Python is the preferred programming language for data scientists. They need an easy-to-use language that has decent library availability and great community participation. Projects that have inactive communities are usually less likely to maintain or update their platforms, which is not the case with Python.
What exactly makes Python so ideal for data science? We have examined why Python is so prevalent in the booming data science industry — and how you can use it for in your big data and machine learning projects.
Python has long been known as a simple programming language to pick up, from a syntax point of view, anyway. Python also has an active community with a vast selection of libraries and resources. The result? You have a programming platform that makes sense of how to use emerging technologies like machine learning and data science.
Professionals working with data science applications don’t want to be bogged down with complicated programming requirements. They want to use programming languages like Python and Ruby to perform tasks in a hassle-free way.
Ruby is excellent for performing tasks such as data cleaning and data wrangling, along with other data pre-processing tasks. However, it doesn’t feature as many machine learning libraries as Python. This gives Python the edge when it comes to data science and machine learning.
Python also enables developers to roll out programs and get prototypes running, making the development process much faster. Once a project is on its way to becoming an analytical tool or application, it can be ported to more sophisticated languages such as Java or C, if necessary.
Newer data scientists gravitate toward Python because of its ease of use, which makes it accessible.
Data science involves extrapolating useful information from massive stores of statistics, registers, and data. These data are usually unsorted and difficult to correlate with any meaningful accuracy.
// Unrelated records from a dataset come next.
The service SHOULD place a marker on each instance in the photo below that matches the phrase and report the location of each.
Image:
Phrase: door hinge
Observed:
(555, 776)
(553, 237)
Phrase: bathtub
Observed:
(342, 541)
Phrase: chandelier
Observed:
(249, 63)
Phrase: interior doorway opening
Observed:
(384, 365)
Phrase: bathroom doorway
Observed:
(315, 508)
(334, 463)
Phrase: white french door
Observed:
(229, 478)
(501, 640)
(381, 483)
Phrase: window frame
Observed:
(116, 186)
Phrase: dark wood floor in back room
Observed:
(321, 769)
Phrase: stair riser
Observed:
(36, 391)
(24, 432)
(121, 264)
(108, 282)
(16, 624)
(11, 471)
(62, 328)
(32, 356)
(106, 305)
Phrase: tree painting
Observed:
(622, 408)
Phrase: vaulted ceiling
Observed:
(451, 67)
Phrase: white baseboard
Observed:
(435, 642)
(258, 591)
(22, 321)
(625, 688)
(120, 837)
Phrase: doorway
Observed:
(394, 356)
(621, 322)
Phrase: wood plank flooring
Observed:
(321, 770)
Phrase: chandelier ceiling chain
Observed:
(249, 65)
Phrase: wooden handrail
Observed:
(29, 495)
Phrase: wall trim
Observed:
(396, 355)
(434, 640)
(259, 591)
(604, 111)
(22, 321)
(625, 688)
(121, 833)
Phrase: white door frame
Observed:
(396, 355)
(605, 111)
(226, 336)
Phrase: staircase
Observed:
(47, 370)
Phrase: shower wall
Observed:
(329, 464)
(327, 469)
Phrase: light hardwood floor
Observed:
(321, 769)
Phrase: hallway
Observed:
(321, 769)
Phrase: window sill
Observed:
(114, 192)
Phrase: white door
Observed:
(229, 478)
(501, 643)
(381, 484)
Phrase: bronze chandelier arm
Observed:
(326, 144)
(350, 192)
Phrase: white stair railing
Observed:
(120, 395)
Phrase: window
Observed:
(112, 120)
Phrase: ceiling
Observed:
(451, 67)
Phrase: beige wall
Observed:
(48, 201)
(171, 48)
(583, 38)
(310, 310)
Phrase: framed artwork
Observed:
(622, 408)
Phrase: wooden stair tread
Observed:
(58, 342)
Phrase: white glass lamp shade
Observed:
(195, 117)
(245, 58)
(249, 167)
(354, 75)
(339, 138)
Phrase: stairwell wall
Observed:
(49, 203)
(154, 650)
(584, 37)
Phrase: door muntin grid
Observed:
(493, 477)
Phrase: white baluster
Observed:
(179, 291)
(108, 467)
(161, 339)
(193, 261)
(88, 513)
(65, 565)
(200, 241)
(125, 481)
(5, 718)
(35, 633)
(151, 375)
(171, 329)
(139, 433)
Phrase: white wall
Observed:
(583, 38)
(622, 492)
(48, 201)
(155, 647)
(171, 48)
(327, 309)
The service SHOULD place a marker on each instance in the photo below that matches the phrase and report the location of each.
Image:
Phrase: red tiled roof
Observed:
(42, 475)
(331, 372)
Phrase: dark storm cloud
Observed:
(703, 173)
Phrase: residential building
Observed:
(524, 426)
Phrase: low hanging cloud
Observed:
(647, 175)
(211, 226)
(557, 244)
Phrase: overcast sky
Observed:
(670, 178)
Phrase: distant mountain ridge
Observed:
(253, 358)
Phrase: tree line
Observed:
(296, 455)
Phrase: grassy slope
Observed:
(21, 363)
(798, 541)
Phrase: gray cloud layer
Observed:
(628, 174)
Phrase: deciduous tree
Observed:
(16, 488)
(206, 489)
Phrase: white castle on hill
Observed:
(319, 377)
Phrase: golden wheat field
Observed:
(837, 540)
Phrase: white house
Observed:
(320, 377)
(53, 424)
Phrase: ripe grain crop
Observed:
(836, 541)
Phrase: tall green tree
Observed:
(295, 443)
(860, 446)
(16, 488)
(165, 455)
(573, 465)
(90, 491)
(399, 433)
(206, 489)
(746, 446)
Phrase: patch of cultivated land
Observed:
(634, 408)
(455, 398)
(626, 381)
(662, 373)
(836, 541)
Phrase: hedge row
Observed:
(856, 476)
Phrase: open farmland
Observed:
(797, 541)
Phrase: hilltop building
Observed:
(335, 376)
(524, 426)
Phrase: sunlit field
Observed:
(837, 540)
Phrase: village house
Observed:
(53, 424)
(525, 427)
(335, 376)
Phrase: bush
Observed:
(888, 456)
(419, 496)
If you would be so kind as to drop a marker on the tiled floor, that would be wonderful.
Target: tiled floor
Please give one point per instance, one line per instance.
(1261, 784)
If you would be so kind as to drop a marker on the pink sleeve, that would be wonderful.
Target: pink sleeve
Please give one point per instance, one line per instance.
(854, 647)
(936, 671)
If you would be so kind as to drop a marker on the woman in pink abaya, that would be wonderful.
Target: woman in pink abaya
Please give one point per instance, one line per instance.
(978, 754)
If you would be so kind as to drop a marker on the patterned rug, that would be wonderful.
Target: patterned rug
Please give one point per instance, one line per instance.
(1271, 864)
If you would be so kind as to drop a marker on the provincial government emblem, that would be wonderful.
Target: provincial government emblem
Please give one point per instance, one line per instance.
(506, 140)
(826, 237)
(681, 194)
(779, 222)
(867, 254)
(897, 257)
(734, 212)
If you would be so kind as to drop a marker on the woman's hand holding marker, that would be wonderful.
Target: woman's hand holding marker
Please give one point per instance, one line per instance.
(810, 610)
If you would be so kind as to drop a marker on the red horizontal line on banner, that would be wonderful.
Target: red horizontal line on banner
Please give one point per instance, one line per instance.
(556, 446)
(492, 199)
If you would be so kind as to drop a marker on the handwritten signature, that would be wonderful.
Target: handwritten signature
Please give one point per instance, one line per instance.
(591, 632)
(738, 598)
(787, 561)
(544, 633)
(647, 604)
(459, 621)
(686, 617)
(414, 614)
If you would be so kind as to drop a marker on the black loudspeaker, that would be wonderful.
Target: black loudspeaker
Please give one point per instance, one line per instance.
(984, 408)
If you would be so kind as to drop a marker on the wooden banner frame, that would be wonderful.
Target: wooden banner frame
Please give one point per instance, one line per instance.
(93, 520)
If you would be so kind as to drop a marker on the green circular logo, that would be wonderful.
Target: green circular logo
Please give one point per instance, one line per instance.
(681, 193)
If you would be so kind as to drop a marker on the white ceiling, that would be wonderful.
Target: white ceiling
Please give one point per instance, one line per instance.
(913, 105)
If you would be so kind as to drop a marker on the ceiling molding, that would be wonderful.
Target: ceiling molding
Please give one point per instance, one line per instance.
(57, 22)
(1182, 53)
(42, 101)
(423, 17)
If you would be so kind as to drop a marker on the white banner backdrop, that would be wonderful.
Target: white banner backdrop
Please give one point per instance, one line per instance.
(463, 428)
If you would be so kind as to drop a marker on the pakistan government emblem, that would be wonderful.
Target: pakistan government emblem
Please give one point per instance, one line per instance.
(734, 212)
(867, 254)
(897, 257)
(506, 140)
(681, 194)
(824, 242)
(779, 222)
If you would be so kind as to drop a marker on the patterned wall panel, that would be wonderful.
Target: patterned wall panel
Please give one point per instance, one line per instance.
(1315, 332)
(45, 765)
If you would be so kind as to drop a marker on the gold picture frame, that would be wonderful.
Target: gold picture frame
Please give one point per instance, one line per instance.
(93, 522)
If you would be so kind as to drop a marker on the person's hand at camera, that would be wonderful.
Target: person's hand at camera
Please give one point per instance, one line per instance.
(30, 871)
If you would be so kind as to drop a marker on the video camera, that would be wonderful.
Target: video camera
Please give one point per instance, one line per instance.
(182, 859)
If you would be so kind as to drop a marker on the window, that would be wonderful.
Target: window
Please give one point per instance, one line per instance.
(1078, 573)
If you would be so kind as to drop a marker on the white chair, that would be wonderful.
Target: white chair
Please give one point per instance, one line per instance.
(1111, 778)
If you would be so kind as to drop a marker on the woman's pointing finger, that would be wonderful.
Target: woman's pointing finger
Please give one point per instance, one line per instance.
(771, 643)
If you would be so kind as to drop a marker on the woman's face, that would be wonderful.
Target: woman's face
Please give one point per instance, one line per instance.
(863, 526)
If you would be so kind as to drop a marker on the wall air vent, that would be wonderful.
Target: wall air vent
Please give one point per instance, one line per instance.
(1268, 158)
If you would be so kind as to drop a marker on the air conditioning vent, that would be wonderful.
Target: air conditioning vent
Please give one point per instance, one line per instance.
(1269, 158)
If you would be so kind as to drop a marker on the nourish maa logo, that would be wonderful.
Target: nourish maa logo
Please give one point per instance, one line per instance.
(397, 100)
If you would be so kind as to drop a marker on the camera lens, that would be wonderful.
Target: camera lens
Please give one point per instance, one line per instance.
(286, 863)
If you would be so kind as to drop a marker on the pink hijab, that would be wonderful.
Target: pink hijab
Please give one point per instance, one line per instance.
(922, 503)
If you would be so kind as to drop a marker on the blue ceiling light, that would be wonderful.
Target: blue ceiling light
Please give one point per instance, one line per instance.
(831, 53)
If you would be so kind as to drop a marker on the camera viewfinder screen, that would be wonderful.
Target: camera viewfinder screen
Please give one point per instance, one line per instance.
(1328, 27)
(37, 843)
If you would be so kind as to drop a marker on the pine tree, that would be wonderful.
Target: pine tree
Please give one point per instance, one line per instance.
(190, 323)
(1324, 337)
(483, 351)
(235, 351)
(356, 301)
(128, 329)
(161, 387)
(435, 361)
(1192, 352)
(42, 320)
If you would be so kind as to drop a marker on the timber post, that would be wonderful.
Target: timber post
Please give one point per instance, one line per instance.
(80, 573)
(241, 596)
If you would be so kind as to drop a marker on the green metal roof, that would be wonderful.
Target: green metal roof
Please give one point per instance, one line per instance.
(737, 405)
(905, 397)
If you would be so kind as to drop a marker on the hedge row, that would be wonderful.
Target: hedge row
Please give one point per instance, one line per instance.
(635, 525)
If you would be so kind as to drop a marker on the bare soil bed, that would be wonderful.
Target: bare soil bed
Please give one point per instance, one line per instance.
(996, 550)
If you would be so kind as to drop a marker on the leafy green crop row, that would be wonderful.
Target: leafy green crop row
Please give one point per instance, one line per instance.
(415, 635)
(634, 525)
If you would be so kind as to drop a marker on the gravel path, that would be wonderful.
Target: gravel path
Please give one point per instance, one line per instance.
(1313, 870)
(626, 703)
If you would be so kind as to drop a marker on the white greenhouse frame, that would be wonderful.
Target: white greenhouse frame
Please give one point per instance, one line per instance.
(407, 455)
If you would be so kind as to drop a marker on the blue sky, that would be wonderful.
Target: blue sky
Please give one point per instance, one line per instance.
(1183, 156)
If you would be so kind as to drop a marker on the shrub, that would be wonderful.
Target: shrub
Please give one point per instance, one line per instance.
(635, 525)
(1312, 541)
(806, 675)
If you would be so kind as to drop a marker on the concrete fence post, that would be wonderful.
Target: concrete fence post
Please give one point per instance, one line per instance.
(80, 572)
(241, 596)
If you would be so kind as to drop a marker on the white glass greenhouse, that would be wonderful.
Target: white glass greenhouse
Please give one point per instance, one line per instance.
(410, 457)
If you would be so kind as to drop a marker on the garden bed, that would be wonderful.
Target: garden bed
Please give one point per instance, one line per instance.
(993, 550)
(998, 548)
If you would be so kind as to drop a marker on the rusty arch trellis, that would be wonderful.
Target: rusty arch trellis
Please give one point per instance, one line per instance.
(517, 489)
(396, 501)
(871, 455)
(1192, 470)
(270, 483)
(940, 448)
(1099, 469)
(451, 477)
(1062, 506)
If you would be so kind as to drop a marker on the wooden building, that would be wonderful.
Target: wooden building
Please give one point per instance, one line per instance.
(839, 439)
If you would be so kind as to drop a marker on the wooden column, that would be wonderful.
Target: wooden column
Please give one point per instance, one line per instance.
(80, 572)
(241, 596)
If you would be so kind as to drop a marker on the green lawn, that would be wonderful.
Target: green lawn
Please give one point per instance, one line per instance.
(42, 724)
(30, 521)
Machine learning can make connections between disparate datasets but requires serious computational sophistry and power.
Python fills this need by being a general-purpose programming language. It allows you to create CSV output for easy data reading in a spreadsheet. Alternatively, more complicated file outputs that can be ingested by machine learning clusters for computation.
Weather forecasts rely on past readings from a century’s worth of weather records. Machine learning can help make more accurate predictive models based on past weather events. Python can do this because it is lightweight and efficient at executing code, but it is also multi-functional. Also, Python can support object-orientated and functional styles, meaning it can find an application anywhere.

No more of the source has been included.